Note: Variance has units squared (e.g., m -> m^2). Uncertainty propagation through variance is not implemented.
Parameters:
| Name | Type | Description | Default |
|---|---|---|---|
axis
|
int | None
|
Axis along which to compute variance. |
None
|
keepdims
|
bool
|
If True, reduced dimensions are kept with size 1. |
False
|
Returns:
| Type | Description |
|---|---|
DimArray
|
Variance with squared unit. |
min(axis: int | None = None, keepdims: bool = False) -> DimArray
¶
Minimum value.
Uncertainty: takes uncertainty of the minimum element.
max(axis: int | None = None, keepdims: bool = False) -> DimArray
¶
Maximum value.
Uncertainty: takes uncertainty of the maximum element.
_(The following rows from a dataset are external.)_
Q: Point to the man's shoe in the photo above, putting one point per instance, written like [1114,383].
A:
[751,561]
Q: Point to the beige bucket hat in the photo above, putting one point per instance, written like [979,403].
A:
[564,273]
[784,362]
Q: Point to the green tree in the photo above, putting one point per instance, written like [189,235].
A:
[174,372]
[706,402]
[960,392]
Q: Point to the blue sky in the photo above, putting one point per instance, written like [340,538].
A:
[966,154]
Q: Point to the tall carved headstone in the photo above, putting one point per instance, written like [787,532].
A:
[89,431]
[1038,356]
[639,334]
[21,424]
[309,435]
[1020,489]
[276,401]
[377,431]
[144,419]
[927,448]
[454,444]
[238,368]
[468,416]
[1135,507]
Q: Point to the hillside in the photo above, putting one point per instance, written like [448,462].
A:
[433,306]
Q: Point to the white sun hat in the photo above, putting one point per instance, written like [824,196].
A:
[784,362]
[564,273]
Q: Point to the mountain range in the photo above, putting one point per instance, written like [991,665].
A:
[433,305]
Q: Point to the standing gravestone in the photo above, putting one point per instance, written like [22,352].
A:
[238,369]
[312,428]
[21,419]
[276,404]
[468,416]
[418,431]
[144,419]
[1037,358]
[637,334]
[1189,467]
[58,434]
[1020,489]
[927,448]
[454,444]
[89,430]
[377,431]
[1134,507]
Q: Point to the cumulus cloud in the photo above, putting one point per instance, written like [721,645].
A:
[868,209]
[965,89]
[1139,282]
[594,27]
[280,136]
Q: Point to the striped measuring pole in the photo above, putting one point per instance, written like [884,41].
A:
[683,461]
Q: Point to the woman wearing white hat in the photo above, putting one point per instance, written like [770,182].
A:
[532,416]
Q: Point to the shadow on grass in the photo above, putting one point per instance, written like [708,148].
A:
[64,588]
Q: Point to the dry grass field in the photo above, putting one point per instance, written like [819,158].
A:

argmin(axis: int | None = None) -> np.intp | NDArray[np.intp]
¶
Return indices of minimum values.
Parameters:
| Name | Type | Description | Default |
|---|---|---|---|
axis
|
int | None
|
Axis along which to find minimum. If None, returns index into flattened array. |
None
|
Returns:
| Type | Description |
|---|---|
intp | NDArray[intp]
|
Index or array of indices (dimensionless integers). |
argmax(axis: int | None = None) -> np.intp | NDArray[np.intp]
¶
Return indices of maximum values.
Parameters:
| Name | Type | Description | Default |
|---|---|---|---|
axis
|
int | None
|
Axis along which to find maximum. If None, returns index into flattened array. |
None
|
Returns:
| Type | Description |
|---|---|
intp | NDArray[intp]
|
Index or array of indices (dimensionless integers). |
reshape(shape: tuple[int, ...] | list[int]) -> DimArray
¶
Return a reshaped array with the same unit.
Parameters:
| Name | Type | Description | Default |
|---|---|---|---|
shape
|
tuple[int, ...] | list[int]
|
New shape. One dimension may be -1, which is inferred. |
required |
Returns:
| Type | Description |
|---|---|
DimArray
|
Reshaped DimArray with same unit and reshaped uncertainty. |
transpose(axes: tuple[int, ...] | list[int] | None = None) -> DimArray
¶
Permute the dimensions of the array.
Parameters:
| Name | Type | Description | Default |
|---|---|---|---|
axes
|
tuple[int, ...] | list[int] | None
|
Permutation of dimensions. If None, reverses dimensions. |
None
|
Returns:
| Type | Description |
|---|---|
DimArray
|
Transposed DimArray with same unit. |
flatten() -> DimArray
¶
Return a 1D flattened copy of the array.
Returns:
| Type | Description |
|---|---|
DimArray
|
Flattened DimArray with same unit. |
sqrt() -> DimArray
¶
Square root (dimension exponents halve).